Fix deprecate `MutableArrayData::extend` and `MutableArrayData::extend_nulls` in favour of fallible `try_extend` / `try_extend_nulls` by HawaiianSpork · Pull Request #9710 · apache/arrow-rs

HawaiianSpork · 2026-04-14T00:21:26Z

Which issue does this PR close?

Closes Deprecate MutableArrayData::extend and MutableArrayData::extend_nulls in favour of fallible try_extend / try_extend_nulls #9709

Rationale for this change

MutableArrayData::extend and extend_nulls panic at runtime when offset arithmetic overflows the underlying integer type (e.g. accumulating more than 2 GiB of data in a StringArray) or when the run-end counter overflows in a RunEndEncoded array. Because these methods return () there is no way for callers to recover from or even detect the failure. This makes it impossible to build robust, panic-free pipelines on top of MutableArrayData.

What changes are included in this PR?

Adds two new methods to MutableArrayData in arrow-data:

try_extend(index, start, end) -> Result<(), ArrowError> — returns an error instead of panicking on offset overflow. On error, internal buffers are rolled back to their pre-call lengths so the builder is left in a consistent, valid state.
try_extend_nulls(len) -> Result<(), ArrowError> — returns an error instead of panicking when the run-end counter overflows in a RunEndEncoded array.

The original extend and extend_nulls methods are deprecated with a note pointing to the new alternatives. Their implementations delegate to the new methods and expect on the result, preserving existing behaviour for code that has not yet migrated.

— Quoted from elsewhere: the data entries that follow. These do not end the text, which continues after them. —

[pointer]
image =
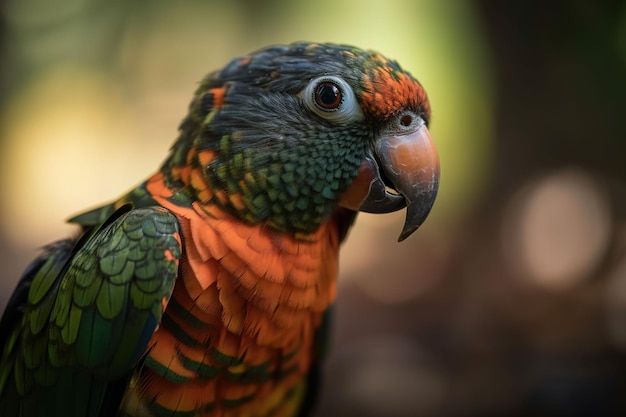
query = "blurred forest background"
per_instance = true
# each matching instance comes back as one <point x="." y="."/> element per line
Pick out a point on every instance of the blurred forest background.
<point x="511" y="299"/>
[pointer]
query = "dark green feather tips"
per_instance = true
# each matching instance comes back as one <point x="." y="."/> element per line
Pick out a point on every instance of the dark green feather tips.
<point x="90" y="314"/>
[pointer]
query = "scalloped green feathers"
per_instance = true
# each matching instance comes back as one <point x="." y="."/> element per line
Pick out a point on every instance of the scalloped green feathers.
<point x="89" y="314"/>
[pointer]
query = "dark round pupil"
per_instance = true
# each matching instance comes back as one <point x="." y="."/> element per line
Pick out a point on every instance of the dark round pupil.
<point x="328" y="95"/>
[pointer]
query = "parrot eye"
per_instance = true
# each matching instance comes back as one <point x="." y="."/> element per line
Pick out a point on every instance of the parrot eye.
<point x="333" y="99"/>
<point x="328" y="95"/>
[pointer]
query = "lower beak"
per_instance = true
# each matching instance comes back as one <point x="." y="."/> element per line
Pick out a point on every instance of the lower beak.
<point x="409" y="178"/>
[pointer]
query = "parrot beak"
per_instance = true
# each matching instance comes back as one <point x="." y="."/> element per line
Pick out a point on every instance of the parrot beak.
<point x="409" y="178"/>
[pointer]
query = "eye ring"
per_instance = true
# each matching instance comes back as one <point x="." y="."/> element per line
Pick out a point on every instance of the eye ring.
<point x="333" y="99"/>
<point x="328" y="95"/>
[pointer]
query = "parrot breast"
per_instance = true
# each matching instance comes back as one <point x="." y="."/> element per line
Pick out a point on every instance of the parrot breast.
<point x="238" y="331"/>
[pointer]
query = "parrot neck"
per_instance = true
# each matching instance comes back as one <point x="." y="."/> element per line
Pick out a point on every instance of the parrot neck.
<point x="293" y="190"/>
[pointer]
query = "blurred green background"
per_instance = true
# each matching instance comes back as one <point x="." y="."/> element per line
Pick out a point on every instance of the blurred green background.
<point x="511" y="299"/>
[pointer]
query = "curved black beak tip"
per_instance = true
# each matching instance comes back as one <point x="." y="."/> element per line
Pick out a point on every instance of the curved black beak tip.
<point x="417" y="211"/>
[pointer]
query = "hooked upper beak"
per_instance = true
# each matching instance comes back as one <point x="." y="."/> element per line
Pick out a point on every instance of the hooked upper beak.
<point x="403" y="171"/>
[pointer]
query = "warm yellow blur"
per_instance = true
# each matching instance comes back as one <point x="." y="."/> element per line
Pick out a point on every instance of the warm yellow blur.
<point x="510" y="300"/>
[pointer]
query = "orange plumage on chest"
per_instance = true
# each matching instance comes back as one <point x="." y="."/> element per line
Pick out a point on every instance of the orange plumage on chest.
<point x="237" y="335"/>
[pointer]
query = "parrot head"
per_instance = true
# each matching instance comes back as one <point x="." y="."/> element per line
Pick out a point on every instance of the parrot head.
<point x="289" y="134"/>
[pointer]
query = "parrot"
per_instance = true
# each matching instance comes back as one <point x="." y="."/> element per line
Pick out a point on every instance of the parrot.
<point x="208" y="289"/>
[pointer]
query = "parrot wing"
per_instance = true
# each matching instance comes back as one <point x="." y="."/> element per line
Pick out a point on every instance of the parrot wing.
<point x="83" y="313"/>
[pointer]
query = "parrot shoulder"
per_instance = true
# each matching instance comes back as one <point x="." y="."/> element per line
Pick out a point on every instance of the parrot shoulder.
<point x="83" y="313"/>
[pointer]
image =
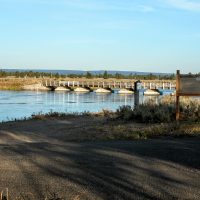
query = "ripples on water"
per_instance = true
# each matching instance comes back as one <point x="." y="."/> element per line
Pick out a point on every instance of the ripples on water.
<point x="16" y="105"/>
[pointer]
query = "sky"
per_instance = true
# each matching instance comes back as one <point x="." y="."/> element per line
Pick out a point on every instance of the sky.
<point x="127" y="35"/>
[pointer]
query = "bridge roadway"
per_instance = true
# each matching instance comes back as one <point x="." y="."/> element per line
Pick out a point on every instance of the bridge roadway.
<point x="109" y="85"/>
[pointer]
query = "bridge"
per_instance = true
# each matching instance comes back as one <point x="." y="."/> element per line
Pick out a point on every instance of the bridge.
<point x="111" y="85"/>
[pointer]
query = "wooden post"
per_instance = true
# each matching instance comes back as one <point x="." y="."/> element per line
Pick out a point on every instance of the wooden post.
<point x="177" y="95"/>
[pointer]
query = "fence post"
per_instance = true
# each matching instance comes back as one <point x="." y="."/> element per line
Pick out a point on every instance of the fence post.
<point x="177" y="95"/>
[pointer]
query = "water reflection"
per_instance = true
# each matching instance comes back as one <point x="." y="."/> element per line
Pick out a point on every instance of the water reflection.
<point x="25" y="103"/>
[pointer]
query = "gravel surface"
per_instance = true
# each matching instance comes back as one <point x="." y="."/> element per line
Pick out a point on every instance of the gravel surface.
<point x="36" y="164"/>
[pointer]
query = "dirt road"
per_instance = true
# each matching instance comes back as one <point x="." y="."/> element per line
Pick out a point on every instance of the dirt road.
<point x="38" y="163"/>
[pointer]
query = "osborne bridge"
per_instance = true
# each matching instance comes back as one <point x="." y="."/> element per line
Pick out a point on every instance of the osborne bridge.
<point x="108" y="86"/>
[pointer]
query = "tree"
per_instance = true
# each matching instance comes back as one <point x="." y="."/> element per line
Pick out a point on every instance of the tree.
<point x="89" y="75"/>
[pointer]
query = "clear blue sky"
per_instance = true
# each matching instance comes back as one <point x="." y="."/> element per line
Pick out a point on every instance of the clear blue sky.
<point x="138" y="35"/>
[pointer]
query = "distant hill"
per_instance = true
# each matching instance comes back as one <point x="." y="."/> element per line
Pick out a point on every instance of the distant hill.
<point x="65" y="72"/>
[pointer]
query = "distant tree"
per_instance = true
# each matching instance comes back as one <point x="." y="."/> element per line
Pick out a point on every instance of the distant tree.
<point x="89" y="75"/>
<point x="105" y="75"/>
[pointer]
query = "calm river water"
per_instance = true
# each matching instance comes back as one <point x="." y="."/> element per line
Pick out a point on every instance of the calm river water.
<point x="19" y="104"/>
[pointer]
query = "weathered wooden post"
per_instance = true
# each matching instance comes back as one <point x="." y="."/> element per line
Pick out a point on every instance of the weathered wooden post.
<point x="137" y="93"/>
<point x="177" y="95"/>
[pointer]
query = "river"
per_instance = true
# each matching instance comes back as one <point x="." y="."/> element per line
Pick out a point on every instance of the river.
<point x="20" y="104"/>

All deprecated call sites within the workspace are updated:

File	Changes
`arrow-cast/src/cast/list.rs`	`extend` → `try_extend`, `extend_nulls` → `try_extend_nulls`; errors mapped to `ArrowError::CastError`
`arrow-json/src/reader/run_end_array.rs`	`extend` → `try_extend`; errors mapped to `ArrowError::JsonError`
`arrow-select/src/concat.rs`	`extend` → `try_extend`
`arrow-select/src/filter.rs`	`extend` → `try_extend`; `for_each` closures converted to `for` loops to allow `?`
`arrow-select/src/interleave.rs`	`extend` → `try_extend`
`arrow-select/src/merge.rs`	`extend` → `try_extend`, `extend_nulls` → `try_extend_nulls`; `for_each` closure converted to `for` loop
`arrow-select/src/zip.rs`	`extend` → `try_extend`; `for_each` closure converted to `for` loop
`parquet/src/arrow/array_reader/fixed_size_list_array.rs`	`extend` → `try_extend`, `extend_nulls` → `try_extend_nulls`; errors mapped via `general_err!`
`parquet/src/arrow/array_reader/list_array.rs`	`extend` → `try_extend`; errors mapped via `general_err!`

At each call site errors are surfaced in the type idiomatic for that crate rather than leaking an InvalidArgumentError from the transform layer — cast functions return CastError, JSON reader functions return JsonError, and parquet reader functions convert to ParquetError.

Are these changes tested?

The changes are covered by the existing test suites for each affected crate. The new try_extend and try_extend_nulls methods are exercised indirectly through all existing tests that exercise extend and extend_nulls (since the deprecated methods now delegate to them), as well as through all the call sites updated in this PR.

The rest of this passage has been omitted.